Pierre-Henri Gouyon (Photo : © Université Paris 1 Panthéon-Sorbonne)

Premium Beauty News - Quel regard portez-vous sur la génomique personnalisée et de l’épigénétique ?

Pierre-Henri Gouyon - L’information génétique est codée sous forme de message par l’intermédiaire de l’ADN, une molécule très stable. Il faut savoir que cette information prise isolément n’a aucune valeur, un gène ne fabrique rien. Cette information doit être lue par un système que l’on peut appeler le décodeur et qui se trouve dans un environnement donné. Ce système Message - Décodeur - Environnement (MDE) est interdépendant. J’aime comparer ce système au domaine culinaire ou la recette de cuisine est le message qui seul ne produira jamais un plat, le cuisinier est le décodeur et le laboratoire où il travaille ainsi que les ingrédients qu’il utilise constituent l’environnement.

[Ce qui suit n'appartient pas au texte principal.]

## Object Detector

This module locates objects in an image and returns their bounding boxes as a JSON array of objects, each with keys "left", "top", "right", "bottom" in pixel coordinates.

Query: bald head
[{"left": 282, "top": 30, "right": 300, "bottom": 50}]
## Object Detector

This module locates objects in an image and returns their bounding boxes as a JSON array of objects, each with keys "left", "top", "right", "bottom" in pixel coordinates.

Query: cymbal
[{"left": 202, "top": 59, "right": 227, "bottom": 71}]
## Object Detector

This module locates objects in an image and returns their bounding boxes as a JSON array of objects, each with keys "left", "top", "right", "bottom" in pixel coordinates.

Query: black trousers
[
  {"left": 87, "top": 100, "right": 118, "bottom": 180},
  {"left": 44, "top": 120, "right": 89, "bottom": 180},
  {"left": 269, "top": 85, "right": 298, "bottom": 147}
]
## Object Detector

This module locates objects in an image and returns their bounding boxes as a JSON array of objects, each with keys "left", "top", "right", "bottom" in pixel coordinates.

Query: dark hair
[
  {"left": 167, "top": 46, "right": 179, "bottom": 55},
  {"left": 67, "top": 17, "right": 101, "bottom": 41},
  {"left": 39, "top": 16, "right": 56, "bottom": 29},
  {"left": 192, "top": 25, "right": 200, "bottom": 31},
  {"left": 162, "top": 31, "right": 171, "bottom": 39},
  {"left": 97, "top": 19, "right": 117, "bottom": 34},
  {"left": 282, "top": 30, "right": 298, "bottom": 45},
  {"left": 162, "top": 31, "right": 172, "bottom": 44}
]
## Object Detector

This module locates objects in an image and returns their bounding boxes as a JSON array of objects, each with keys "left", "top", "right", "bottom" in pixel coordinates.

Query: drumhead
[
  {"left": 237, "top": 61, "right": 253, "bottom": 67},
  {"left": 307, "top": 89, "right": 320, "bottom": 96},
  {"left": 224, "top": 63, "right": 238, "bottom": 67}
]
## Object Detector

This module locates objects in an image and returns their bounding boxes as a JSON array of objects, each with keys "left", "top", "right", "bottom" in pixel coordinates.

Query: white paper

L’épigénétique se situe au niveau du décodeur qui met en place des systèmes de lecture en fonction de nombreux éléments dont l’environnement et qui modifient la façon dont le message est lu. Les hormones, les systèmes de différenciation cellulaires, les mécanismes liés à la méthylation de l’ADN entrent en jeu. À partir d’un même message héréditaire, on a alors des réponses différentes. La science de l’épigénétique n’est pas récente car elle est apparue dans les années 1930, mais dernièrement il a été prouvé que certaines perturbations épigénétiques pouvaient se transmettre à l’échelle intergénérationnelle. Il y a une dizaine d’années, des chercheurs de l’Université d’Umea en Suède ont montré que deux générations plus tard dans un village du Nord de l’Europe, certains individus souffraient des mêmes maladies que leurs ascendants sans avoir connu les mêmes épisodes de famine / abondance propices aux diabètes et aux maladies cardiovasculaires. On a observé plus récemment que la perturbation du système reproducteur des femmes pouvait entrainer des anomalies dans le développement sexuel de leurs descendances filles. On voit ainsi très bien que l’on ne peut pas raisonner partiellement et que le système doit être pris dans son ensemble lorsque l’on s’intéresse à ce sujet.

Premium Beauty News - Votre laboratoire travaille sur les systèmes génétiques, l’adaptation et la domestication. Les problèmes liés au changement climatique agissent-ils sur ces systèmes ?

Pierre-Henri Gouyon - Au tout début de ma carrière, j’ai conduit des recherches sur la variabilité génétique des essences de thym aromatique. Six essences génétiquement différentes coexistaient dont une était présente dans une région au nord de Montpellier où les conditions climatiques hivernales étaient extrêmes. Dans les années 1960, la température dans ces contrées pouvait atteindre -30°C, dans les années 80 ce n’était plus que -20°C et maintenant le thermomètre descend rarement au-dessous de -10°C. 40 ans plus tard, on a observé que la conséquence de ces changements a été la disparition progressive des formes résistantes au froid. L’adaptation se fait par élimination des formes non adaptées.

Premium Beauty News - Vous avez coécrit Le fil de la vie : la face immatérielle du vivant, un livre sorti en avril 2016 aux éditions Odile Jacob dans lequel vous expliquez que l’information serait plus importante que la matière.

Pierre-Henri Gouyon - Oui nous proposons avec Jean-Louis Dessalles spécialiste du langage et de l’intelligence artificielle et Cédric Gaucherel spécialiste des écosystèmes et de leurs interactions avec la vie animale et humaine un regard complémentaire sur le vivant. La science occidentale est fondée sur l’étude de la matière et de l’énergie. De notre côté, nous regardons le vivant comme un ensemble de structures produites par l’information et capable de reproduire de l’information, génétique, sociale ou écosystémique. C’est l’information génétique qui se reproduit et non les êtres vivants. Le gène utilise les organismes vivants comme des véhicules pour se reproduire. L’information unit les organismes dans le temps, elle est capable de voyager d’organisme en organisme, d’y être stockée, transmise et de traverser le temps au-delà de la limite temporelle des organismes.